The best way to avoid the illness, or to reduce your chances of suffering from it, is to ascend gradually building in rest days to the schedule. One group I met was forced to descend after they ascended too quickly and had to abort their attempt for EBC. I was certainly glad that we had taken our ascent slowly and had an acclimitisation day in Namche.

The most common symptom of altitude sickness is a headache. In fact around 4000m it is almost universal to have one. Mine was a very dull and mild headache, not causing any concern for me as I knew to expect one. I would just pop some paracetamol and it cleared overnight. The headache is caused by the body pumping more blood to the head in order to give the brain the oxygen it is used to having at lower altitudes. Therefore deep breathing can help to alleviate it and this perhaps explains why my headache cleared overnight (compounded by the fact that my body became used to the altitude over time).

I also drank plenty of water. As you are exercising in sometimes cold conditions it can slip the mind not do drink. But not only will it help with any headache but it will defend you against the serious problem of dehydration. I aimed to drink at least 3-4 litres a day.

The only other mild symptom you may experience is a loss of appetite. Luckily I was not affected by this and found myself being called upon the finish the others meals – a role I delighted in.

You are rightly advised, if the symptoms progress into a more serious headache, dizziness and nausea, not to ascend any further; if the conditions becomes even more serious you should descend immediately and never alone.
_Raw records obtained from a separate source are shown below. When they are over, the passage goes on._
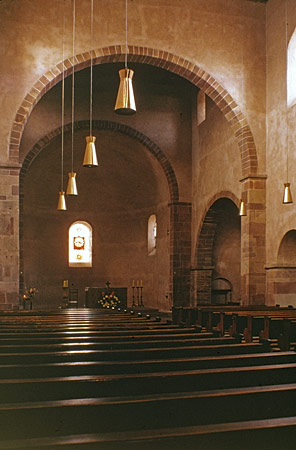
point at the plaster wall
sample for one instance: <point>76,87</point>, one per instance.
<point>225,38</point>
<point>280,125</point>
<point>117,199</point>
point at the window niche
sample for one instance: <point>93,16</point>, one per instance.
<point>80,245</point>
<point>152,234</point>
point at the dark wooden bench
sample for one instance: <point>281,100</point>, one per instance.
<point>21,390</point>
<point>149,366</point>
<point>122,414</point>
<point>113,393</point>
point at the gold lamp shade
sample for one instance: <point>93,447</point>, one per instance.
<point>125,101</point>
<point>242,209</point>
<point>287,197</point>
<point>62,202</point>
<point>90,155</point>
<point>72,187</point>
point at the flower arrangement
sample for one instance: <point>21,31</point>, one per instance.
<point>109,300</point>
<point>29,293</point>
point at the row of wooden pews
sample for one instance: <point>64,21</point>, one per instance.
<point>109,380</point>
<point>273,324</point>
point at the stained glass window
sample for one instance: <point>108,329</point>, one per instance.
<point>80,245</point>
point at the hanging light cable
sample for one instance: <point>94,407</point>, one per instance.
<point>90,155</point>
<point>242,206</point>
<point>287,195</point>
<point>62,202</point>
<point>72,187</point>
<point>125,101</point>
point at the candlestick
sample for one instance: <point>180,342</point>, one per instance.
<point>141,297</point>
<point>133,288</point>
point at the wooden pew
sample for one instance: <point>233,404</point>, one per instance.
<point>169,397</point>
<point>148,366</point>
<point>22,390</point>
<point>126,414</point>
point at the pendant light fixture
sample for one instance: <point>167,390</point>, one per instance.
<point>72,187</point>
<point>125,101</point>
<point>90,156</point>
<point>287,195</point>
<point>62,202</point>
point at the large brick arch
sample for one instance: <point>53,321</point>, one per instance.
<point>159,58</point>
<point>113,126</point>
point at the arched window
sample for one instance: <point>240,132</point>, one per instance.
<point>80,245</point>
<point>291,71</point>
<point>152,234</point>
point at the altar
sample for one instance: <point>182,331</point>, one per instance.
<point>93,294</point>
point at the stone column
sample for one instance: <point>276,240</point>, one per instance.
<point>9,236</point>
<point>253,237</point>
<point>180,252</point>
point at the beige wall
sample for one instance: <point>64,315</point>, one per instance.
<point>280,218</point>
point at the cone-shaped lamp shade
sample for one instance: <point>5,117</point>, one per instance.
<point>72,187</point>
<point>242,208</point>
<point>125,101</point>
<point>62,202</point>
<point>90,155</point>
<point>287,198</point>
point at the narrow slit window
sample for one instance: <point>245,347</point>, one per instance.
<point>80,245</point>
<point>291,71</point>
<point>152,234</point>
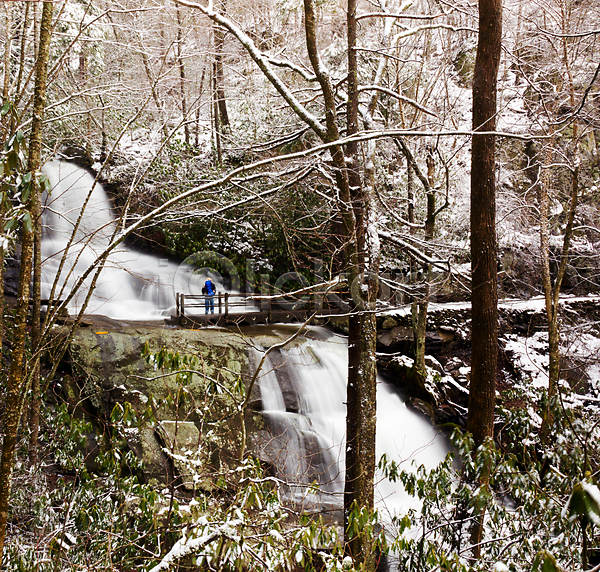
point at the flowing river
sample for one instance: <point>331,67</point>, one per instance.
<point>303,388</point>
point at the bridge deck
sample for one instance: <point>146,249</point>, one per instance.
<point>233,310</point>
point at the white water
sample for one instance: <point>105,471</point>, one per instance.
<point>306,445</point>
<point>132,285</point>
<point>318,370</point>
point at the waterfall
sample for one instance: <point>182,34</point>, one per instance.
<point>303,388</point>
<point>132,285</point>
<point>303,392</point>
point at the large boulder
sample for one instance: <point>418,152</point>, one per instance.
<point>114,364</point>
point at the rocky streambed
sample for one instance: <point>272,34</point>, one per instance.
<point>107,368</point>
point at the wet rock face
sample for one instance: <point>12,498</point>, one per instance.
<point>109,368</point>
<point>448,340</point>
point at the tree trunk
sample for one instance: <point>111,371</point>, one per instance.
<point>179,52</point>
<point>483,226</point>
<point>219,75</point>
<point>484,333</point>
<point>17,376</point>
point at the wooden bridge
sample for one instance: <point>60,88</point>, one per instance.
<point>242,309</point>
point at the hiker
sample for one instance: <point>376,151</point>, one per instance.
<point>209,292</point>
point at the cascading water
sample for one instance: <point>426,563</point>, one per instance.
<point>303,391</point>
<point>132,285</point>
<point>306,419</point>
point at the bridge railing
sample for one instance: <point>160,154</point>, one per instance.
<point>226,303</point>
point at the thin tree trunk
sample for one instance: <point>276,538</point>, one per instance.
<point>5,133</point>
<point>484,296</point>
<point>181,66</point>
<point>219,75</point>
<point>14,397</point>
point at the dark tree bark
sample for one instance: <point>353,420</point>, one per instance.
<point>17,374</point>
<point>181,66</point>
<point>219,75</point>
<point>484,296</point>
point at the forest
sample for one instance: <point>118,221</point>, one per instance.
<point>409,160</point>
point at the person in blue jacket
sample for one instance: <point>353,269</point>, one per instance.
<point>209,292</point>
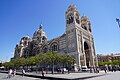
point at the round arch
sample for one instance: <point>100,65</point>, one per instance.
<point>87,53</point>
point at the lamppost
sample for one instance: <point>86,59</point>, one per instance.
<point>118,20</point>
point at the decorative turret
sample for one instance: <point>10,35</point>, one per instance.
<point>85,23</point>
<point>72,15</point>
<point>39,35</point>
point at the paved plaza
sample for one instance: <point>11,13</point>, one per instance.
<point>3,76</point>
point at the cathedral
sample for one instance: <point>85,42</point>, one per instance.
<point>76,41</point>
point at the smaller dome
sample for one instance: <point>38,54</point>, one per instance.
<point>84,18</point>
<point>71,7</point>
<point>40,26</point>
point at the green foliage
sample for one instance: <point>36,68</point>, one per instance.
<point>41,59</point>
<point>115,62</point>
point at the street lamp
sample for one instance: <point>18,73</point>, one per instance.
<point>118,20</point>
<point>52,62</point>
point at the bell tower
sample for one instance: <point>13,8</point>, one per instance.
<point>72,24</point>
<point>79,39</point>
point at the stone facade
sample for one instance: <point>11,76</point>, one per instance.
<point>108,57</point>
<point>77,41</point>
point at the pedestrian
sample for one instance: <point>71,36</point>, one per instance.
<point>14,72</point>
<point>42,72</point>
<point>105,69</point>
<point>10,73</point>
<point>23,72</point>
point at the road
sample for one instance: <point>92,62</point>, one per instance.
<point>3,76</point>
<point>108,76</point>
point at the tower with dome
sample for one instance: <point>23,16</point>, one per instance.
<point>76,41</point>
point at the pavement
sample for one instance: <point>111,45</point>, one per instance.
<point>66,76</point>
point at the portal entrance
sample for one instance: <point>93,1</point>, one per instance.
<point>87,54</point>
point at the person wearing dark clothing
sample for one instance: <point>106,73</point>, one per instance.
<point>42,72</point>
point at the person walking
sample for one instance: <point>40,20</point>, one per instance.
<point>42,72</point>
<point>14,72</point>
<point>23,72</point>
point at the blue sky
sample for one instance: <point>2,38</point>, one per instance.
<point>21,17</point>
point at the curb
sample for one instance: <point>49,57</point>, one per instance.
<point>52,78</point>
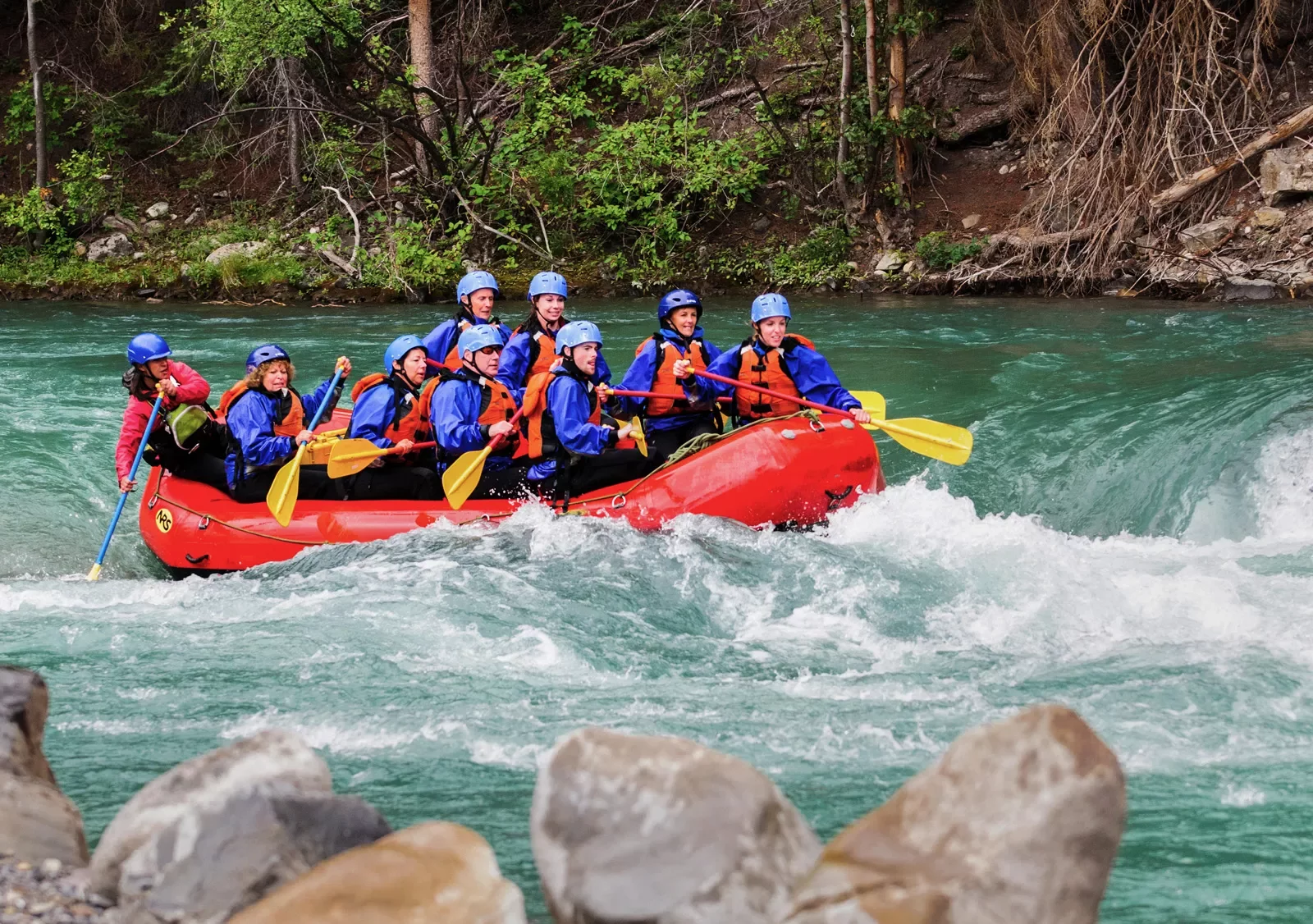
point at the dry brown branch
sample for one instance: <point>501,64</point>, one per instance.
<point>1182,190</point>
It can be a serious threat and so groups should always err on the side of caution. But for the most part it shouldn’t put your trek in jeopardy in any way.

Walking Technique

Though it may seem a little ridiculous to be talking about ‘How to Walk’ some of the tips I picked up from guides I used throughout my time.

Overall during the trek we were told to take a slow pace. Not only would you struggle taking a fast pace at the altitude, it’s thoroughly enjoyable to take in the majestic surroundings at a slower pace and really absorb the spectacular part of the world you find yourself in. I found that taking a slow pace and longer strides was a great technique for covering distance without expending too much energy. Lengthening my stride just a fraction allowed me to get into a good rhythm and take fewer steps. This I attempted to use throughout, particularly on level surfaces and slight inclines.

For steps I was advised to step up and down smoothly and gradually as opposed to sharply. Going up this would not result in a need for sudden bursts of strength and energy but more a constant pressure on the legs. Going down I kept my knees bent and ‘glided’ down rather than stepping down. This helped to keep my momentum under control and didn’t put too much impact on my knees, the most common problem when descending sharply.

My main issue was turning my ankles downhill. Luckily I had boots with good ankle-support but I found the loose rocks and stones going down were very easy to step on and turn the ankle on. So I soon became very careful of where I placed my foot on the downhill sections.

But the best piece of advice, and you’ll certainly hear it enough is: “Slowly, slowly”.